¡Ya queda menos! solo una semana, de hoy en ocho días ya estaremos todos en casita, supongo que dando la cena al pequeño, luego el baño, y a la cama; vendrán como siempre con ganas de descansar, porque es un día tremendo, muy cansado, ¡hay que ver desde que uno se levanta y acaba de hacer las maletas, que si nos ponemos en marcha, que si el coche, el niño, la silla, etc. luego una hora para llegar al aeropuerto, que si voy a entregar el coche, porque ¡claro! como nadie podía ir a llevarlos, tuvieron que pedir un coche a la empresa y luego dejarlo en el aparcamiento de la empresa, mientras tanto ella se ha puesto a la fila para cojer sitio e ir avanzando, para facturar las maletas, pero como son dos maletas, la silla del niño, el bolso de él, más el de mano de ella, las cazadoras, porque aquí hace muy bueno, pero al llegar a Madrid hará frío, por lo menos para una cazadora o chaquetón;
una vez subidos al avión, el padre tiene que coger encima al pequeño y atarselo a la cintura, -esperemos que se mueva poco- ¡es buen chiquillo!el vuelo que dura casi tres horas, bajarse, que esa es otra desde que la primera persona se pone de pie, hasta que sales, también se tarda, también, luego en Madrid llegar a la sala de las cintas, que no es como en Fuerteventura, que aunque está creciendo, el aeropuerto, lo dominas todo, casi con la vista, pero el de Madrid, hay el de Madrid, -a veces hay que caminar más de un kilómetro- después la espera en la cinta, empiezan a salir las maletas, una, otra, otra, ¡hay viene la nuestra! a no, es parecida, y después de más de un cuarto de hora, ¡por fín! esa sí es y luego la otra y el bolso, ¡ale, ya tenemos todo! se ponen en marcha y en pocos minutos salen por las puertas, y ahí estamos nosotros esperándolos. Comienzan mis gritos, mis gestos, y por fín los abrazos, cuando termino con los tres me dedico al pequeño. Lo extraño de la última vez que estuve allí, y solo hace un mes y medio, pero a crecido, está precioso, el se alegra mucho de verlos, lo expresa con la alegría de su rostro y con las risas, no para quieto ni un momento, señal también de que está nervioso, nos vamos acomodando; cuesta un poco meter las dos maletas, y la silla del niño en el maletero, pero por fín cabe todo, adelante se sienta mi yerno, y atrás el abuelo, la mamá, y en la silla, el niño, yo conduzco, el abuelo está cansado.

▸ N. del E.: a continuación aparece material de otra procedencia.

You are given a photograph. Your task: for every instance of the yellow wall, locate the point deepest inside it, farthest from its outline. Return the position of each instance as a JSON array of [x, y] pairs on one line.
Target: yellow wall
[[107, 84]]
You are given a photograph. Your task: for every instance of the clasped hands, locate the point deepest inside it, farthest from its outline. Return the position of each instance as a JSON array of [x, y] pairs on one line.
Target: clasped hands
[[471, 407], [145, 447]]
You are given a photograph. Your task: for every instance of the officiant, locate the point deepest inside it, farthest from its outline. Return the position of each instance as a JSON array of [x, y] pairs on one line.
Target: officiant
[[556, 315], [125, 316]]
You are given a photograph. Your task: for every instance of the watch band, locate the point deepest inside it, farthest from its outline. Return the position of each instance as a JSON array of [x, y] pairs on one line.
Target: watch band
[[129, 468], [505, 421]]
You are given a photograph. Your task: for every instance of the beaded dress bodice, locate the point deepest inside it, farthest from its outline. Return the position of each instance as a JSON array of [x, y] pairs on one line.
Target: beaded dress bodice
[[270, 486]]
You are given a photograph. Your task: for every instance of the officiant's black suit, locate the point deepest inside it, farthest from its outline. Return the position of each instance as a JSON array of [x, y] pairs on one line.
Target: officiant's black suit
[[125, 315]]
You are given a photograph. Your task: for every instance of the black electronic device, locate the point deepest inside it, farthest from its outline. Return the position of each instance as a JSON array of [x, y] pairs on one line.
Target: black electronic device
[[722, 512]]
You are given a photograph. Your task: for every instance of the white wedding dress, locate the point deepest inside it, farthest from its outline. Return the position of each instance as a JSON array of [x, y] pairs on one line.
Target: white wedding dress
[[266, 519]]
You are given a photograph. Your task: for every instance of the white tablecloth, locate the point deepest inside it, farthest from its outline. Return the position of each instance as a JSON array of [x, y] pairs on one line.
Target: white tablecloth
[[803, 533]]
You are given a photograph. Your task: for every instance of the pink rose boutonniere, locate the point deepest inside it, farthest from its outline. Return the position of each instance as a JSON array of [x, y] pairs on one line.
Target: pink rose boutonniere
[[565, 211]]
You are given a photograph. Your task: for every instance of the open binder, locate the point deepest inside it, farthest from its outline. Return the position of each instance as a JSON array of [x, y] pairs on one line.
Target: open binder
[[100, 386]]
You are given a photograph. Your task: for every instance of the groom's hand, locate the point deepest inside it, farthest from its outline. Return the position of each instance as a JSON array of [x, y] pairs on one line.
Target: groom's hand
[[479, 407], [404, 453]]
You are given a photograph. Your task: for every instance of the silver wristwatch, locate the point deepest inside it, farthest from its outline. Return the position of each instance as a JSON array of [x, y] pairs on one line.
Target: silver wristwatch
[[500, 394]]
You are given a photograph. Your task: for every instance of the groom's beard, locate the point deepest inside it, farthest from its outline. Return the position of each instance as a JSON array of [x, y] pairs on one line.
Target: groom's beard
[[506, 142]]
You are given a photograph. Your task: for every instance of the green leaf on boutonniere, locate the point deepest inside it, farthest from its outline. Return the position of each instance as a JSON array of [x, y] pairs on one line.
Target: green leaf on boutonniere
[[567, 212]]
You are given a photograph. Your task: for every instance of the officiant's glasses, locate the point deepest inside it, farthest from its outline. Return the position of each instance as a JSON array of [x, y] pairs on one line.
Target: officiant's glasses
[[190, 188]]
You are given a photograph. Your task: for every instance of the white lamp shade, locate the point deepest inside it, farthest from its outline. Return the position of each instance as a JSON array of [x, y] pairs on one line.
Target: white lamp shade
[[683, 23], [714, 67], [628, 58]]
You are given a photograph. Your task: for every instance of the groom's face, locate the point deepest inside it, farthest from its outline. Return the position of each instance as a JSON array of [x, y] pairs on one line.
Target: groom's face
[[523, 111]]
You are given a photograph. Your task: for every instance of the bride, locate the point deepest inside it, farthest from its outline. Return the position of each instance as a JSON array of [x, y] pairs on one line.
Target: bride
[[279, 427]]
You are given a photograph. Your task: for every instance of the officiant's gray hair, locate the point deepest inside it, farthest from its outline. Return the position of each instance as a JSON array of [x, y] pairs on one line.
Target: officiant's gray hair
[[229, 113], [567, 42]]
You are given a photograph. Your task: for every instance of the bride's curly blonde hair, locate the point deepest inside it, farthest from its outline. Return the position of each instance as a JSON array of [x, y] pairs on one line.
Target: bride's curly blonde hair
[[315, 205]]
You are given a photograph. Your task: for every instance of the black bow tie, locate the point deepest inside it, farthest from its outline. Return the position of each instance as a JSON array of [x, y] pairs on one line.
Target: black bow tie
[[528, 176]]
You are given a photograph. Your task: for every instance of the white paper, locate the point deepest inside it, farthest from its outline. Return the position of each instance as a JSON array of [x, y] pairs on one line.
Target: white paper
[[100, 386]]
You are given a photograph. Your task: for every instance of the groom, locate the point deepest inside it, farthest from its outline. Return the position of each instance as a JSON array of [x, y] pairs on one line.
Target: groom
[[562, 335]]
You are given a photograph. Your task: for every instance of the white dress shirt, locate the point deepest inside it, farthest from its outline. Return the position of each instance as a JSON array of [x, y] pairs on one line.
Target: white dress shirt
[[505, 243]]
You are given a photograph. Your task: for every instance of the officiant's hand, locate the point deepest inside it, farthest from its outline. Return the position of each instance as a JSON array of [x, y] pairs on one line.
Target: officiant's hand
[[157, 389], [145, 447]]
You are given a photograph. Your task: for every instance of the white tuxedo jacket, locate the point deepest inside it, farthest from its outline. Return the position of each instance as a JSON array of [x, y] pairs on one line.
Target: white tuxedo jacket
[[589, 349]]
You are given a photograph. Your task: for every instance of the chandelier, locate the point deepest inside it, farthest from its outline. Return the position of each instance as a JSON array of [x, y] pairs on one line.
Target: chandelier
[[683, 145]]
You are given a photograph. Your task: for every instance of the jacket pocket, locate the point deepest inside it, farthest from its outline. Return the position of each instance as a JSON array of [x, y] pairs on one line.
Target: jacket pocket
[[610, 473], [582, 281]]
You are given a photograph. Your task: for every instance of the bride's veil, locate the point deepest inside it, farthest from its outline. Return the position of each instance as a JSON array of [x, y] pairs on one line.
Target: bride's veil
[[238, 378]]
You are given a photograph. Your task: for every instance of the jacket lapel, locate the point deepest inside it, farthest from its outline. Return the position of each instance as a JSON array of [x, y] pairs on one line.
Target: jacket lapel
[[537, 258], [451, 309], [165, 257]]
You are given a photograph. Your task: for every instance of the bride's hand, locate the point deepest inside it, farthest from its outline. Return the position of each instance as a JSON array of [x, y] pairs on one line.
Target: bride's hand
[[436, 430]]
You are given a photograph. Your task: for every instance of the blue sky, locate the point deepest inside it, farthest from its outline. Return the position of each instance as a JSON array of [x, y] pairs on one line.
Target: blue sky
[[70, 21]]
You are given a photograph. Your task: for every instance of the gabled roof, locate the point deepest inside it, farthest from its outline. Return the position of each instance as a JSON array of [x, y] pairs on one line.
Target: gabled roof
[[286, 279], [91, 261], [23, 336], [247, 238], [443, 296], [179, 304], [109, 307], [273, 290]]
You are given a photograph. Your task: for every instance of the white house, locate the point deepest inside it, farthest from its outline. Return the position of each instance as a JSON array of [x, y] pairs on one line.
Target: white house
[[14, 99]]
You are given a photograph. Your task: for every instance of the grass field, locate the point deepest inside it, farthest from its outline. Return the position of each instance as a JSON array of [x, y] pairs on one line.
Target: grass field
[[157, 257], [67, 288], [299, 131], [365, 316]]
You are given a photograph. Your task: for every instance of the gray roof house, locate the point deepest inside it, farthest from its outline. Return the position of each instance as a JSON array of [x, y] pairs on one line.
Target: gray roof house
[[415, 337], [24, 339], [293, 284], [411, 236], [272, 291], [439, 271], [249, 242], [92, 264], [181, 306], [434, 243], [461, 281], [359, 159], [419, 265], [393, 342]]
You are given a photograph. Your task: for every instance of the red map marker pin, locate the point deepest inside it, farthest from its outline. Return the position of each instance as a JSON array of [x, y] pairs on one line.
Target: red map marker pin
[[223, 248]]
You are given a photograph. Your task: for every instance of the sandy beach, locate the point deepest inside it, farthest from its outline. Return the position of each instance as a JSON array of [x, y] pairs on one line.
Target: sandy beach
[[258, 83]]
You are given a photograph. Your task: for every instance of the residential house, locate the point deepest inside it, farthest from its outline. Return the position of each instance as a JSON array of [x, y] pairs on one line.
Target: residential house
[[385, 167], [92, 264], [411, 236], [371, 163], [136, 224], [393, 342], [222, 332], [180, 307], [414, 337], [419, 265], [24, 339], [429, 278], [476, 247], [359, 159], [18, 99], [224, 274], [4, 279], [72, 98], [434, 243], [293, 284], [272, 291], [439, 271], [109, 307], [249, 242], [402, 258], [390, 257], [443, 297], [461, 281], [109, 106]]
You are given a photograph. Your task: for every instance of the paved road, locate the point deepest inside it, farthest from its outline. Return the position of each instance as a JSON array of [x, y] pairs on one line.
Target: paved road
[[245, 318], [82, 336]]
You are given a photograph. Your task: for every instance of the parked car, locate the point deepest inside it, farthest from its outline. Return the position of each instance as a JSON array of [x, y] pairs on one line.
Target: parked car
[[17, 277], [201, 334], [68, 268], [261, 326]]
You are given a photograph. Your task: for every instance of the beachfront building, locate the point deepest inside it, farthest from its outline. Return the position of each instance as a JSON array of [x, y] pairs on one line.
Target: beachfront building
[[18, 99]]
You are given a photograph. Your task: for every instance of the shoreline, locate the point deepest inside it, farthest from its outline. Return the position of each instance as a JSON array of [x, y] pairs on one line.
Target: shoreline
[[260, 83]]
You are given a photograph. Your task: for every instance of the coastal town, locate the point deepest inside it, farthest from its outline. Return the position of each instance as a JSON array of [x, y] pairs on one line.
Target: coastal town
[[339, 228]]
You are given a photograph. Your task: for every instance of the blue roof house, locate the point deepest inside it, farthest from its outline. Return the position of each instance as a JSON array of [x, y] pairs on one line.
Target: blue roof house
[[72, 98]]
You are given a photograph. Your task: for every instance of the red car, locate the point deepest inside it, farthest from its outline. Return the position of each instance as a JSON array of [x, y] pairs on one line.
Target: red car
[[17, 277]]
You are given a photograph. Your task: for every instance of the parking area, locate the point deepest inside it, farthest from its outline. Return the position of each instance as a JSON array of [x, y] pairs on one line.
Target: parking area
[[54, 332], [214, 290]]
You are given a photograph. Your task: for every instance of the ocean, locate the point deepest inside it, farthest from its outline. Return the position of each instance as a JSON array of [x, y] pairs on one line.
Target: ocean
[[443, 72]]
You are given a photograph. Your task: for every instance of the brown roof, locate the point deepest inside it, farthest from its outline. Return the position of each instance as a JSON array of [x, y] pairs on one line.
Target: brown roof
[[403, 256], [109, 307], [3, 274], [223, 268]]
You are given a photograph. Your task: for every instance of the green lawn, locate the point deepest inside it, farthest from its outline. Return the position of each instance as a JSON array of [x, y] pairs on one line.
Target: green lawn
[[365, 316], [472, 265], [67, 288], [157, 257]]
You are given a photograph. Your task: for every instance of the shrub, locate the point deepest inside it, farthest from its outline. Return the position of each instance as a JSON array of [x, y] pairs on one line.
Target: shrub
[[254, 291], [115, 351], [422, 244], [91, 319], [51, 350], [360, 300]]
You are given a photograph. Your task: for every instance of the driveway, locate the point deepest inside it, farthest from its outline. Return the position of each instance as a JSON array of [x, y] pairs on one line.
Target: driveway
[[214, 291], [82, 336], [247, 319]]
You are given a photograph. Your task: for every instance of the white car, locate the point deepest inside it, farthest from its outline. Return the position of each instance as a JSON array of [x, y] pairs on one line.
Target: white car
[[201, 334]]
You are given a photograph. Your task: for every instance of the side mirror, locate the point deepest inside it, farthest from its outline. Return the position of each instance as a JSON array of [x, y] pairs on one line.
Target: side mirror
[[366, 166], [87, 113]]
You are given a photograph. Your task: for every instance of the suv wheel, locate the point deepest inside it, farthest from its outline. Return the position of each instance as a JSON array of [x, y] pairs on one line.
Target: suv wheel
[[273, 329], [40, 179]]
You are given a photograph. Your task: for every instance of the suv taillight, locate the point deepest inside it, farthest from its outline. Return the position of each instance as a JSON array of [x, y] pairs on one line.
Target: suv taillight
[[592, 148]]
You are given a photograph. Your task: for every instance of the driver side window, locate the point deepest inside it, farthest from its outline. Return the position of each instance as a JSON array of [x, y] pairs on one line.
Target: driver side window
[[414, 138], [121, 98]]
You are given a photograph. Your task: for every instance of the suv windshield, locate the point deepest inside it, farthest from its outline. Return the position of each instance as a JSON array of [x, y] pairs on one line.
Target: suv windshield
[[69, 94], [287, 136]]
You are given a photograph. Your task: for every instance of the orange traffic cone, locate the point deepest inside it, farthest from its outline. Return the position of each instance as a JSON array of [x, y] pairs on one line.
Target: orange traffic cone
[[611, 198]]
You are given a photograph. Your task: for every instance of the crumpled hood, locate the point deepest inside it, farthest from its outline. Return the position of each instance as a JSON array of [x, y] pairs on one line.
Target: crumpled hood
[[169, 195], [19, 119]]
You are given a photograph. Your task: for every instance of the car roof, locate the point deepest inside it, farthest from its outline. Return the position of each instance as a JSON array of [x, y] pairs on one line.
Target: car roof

Bruuuuuummmmmmmmmmmmmmmmmm brrrrrrrruuuuuuuuuummmmmmmmmm, llegándo a casa. ¡ah oh, que felicidad! por fin descansaremos; -oh no los perritos nos esperan- y se alborotan todos no nos dejan ni entrar las maletas, uf quieto, quietos. Ya por fín entramos, son las ocho y media de la tarde, todo el día danzando, AGOTADOR.